University of Tartu's Center for Migration and Urban Studies gets international director
Dr. Daniel B. Hess, associate professor of the State University of New York at Buffalo (UB) and urban planning research fellow at the University of Tartu, has been appointed director of the Estonian university's Center for Migration and Urban Studies (CMUS). Hess found that thanks to Estonia's small size, the research conducted at the center is of significant importance to society.
Hess decided to join the center due to its excellent international reputation.
"I am very pleased by the excellent quality of the center's reserach," said Hess in a University of Tartu press release. "Our team is young and energetic. There are currently five major EU-funded projects underway concerning with various aspects of mobility, segregation and planning. Estonia is a small country, and as a result researchers are closely linked to decision-makers, thus making research remarkably important for society."
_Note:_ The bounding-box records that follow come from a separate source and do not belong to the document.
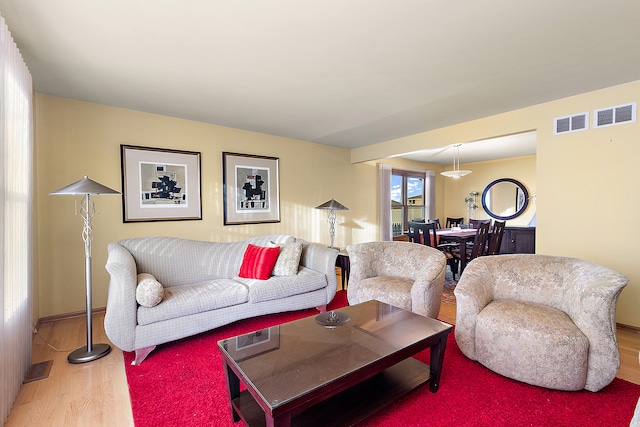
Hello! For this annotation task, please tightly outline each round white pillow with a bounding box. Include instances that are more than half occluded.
[136,273,164,307]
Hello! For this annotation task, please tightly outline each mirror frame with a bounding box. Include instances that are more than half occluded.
[482,178,529,221]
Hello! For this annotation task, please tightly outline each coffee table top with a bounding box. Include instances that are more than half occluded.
[218,301,451,409]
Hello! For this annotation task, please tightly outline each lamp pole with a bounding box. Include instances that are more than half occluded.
[50,176,120,363]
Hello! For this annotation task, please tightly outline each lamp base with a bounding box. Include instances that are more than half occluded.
[67,344,111,363]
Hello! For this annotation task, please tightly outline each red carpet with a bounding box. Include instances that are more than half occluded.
[124,291,640,427]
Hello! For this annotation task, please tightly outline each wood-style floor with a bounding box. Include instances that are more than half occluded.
[5,278,640,427]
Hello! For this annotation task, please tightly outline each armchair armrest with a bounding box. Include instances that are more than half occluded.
[453,262,494,360]
[411,251,447,318]
[104,243,138,351]
[563,260,629,390]
[297,239,338,303]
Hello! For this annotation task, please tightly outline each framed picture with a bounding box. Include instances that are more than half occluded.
[225,326,280,362]
[222,152,280,225]
[120,145,202,222]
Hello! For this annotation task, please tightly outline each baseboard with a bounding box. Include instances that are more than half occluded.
[36,307,107,330]
[616,323,640,334]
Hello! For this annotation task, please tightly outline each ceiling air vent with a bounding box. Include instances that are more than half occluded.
[553,113,589,135]
[593,102,636,128]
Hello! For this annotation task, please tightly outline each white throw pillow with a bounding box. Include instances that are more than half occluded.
[271,242,302,276]
[136,273,164,307]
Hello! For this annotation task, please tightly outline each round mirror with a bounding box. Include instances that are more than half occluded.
[482,178,529,220]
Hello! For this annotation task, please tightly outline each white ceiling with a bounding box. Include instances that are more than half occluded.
[395,131,537,166]
[0,0,640,163]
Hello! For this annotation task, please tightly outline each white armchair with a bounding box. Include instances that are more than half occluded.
[347,242,447,318]
[454,254,628,391]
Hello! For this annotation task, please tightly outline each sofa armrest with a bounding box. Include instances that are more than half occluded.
[297,239,338,303]
[104,243,138,351]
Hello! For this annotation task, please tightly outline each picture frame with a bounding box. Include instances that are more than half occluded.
[120,145,202,222]
[222,151,280,225]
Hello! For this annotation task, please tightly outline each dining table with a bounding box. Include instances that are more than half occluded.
[436,228,478,274]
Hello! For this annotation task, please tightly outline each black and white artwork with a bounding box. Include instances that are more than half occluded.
[222,152,280,225]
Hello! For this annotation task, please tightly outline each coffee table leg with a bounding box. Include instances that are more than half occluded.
[224,360,240,423]
[429,333,449,393]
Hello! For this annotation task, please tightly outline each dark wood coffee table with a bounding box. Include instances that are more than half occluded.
[218,301,452,427]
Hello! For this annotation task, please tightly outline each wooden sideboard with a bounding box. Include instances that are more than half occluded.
[500,227,536,254]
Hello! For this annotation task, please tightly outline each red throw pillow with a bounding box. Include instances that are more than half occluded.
[238,243,280,280]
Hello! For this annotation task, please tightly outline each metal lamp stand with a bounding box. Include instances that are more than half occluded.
[51,176,120,363]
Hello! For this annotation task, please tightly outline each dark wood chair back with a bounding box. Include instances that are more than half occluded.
[486,221,507,255]
[469,219,491,228]
[467,222,491,261]
[446,216,464,228]
[407,221,421,243]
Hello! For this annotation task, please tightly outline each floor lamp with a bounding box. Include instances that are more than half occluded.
[316,199,349,249]
[49,176,120,363]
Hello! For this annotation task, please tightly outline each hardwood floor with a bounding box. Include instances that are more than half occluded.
[5,280,640,427]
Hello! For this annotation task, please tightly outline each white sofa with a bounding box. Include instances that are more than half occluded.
[104,235,338,364]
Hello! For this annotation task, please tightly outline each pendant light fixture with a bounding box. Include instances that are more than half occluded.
[440,144,471,179]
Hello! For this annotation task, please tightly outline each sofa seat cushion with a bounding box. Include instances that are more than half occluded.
[235,267,327,303]
[358,276,415,311]
[476,300,589,390]
[138,279,249,325]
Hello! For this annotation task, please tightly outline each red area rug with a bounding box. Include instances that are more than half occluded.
[124,291,640,427]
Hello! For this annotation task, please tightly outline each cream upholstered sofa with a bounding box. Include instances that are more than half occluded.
[104,235,338,364]
[454,254,628,391]
[347,242,447,318]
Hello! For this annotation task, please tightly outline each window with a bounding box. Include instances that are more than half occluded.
[391,169,429,237]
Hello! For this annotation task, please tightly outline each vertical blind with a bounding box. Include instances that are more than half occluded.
[0,12,33,424]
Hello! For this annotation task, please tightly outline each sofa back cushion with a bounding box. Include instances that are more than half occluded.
[119,235,295,288]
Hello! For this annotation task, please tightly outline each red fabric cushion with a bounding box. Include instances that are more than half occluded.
[238,243,280,280]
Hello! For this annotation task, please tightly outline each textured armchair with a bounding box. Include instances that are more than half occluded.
[347,242,447,318]
[454,254,628,391]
Highlighting years of successful cooperation with Hess, professor Tiit Tammaru, CMUS' outgoing director, noted that they "...were very happy when he received a prestigious Marie Skłodowska-Curie fellowship from the European Commission for conducting research at the University of Tartu, which has allowed us to take our research cooperation to a higher and more competitive level."
Professor Raul Eamets, the dean of social sciences at the University of Tartu, was very pleased with Hess' new appointment, noting that one of the Estonian university's most important strategic goals was to increase its international visibility.
"Hess is the first Marie Skłodowska-Curie fellow at the University of Tartu to come here from outside of the EU," said Eamets. "We welcome him as the new director of the Center for Migration and Urban Studies and hope that his time spent in Tartu is productive."
Hess is an associate professor at the State University of New York at Buffalo's (University at Buffalo, UB) School of Architecture and Planning. His research in Estonia focuses on the formation, development and problems associated with the planning of large "tower blocks," or housing estate apartment buildings that became prevalent in the decades following World War II. The objective of Hess' research is to come up with solutions for how to redesign and plan these Soviet-era housing estates.
The CMUS explores the contemporary challenges of urban areas including migration, residential mobility, changes in housing and neighborhoods as well as the integration of immigrants and ethnic minorities in different fields including residences and places of work as well as intermarriages.